(Original post with video of talk here)
Abe Stanway: Okay. Hi, I’m Abe. I’m a data engineer at Etsy and today we’re going to talk about Skyline, of which I was the primary author. And so we’re going to talk about how we monitor, why we decided to build this, and how it advances the art of monitoring. So let’s start.
So Etsy is the world’s handmade vintage marketplace. We are based right here in Dumbo, so this wasn’t too much of a pain to get up here. We have a large stack. We’ve got a lot of stuff going on. Specifically, or actually not specifically at all, these are just some of our numbers of some of the servers that we’re dealing with – 41 shards, MySQL, 24 API servers, 72 web servers, 42 Gearman boxes, a 150 node Hadoop cluster, 15 memcached boxes, and around 60 search machines, and a lot more than that.

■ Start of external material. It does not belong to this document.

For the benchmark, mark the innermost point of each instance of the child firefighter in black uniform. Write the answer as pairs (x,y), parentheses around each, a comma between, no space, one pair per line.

Probably on a scale of a hundred to two hundred, for sure other various services come with a lot of things that we have.
And that’s not to mention the app itself, which is running on top of all these machines, and all the services that are actually running on these machines. In addition to that, we practice something called continuous deployment, which is kind of the new hotness we’ve developed with Devoxx, right. It’s kind of always deploying every single day, so we deploy around thirty to sixty times a day, every day, and we make this really really easy to do for all our engineers.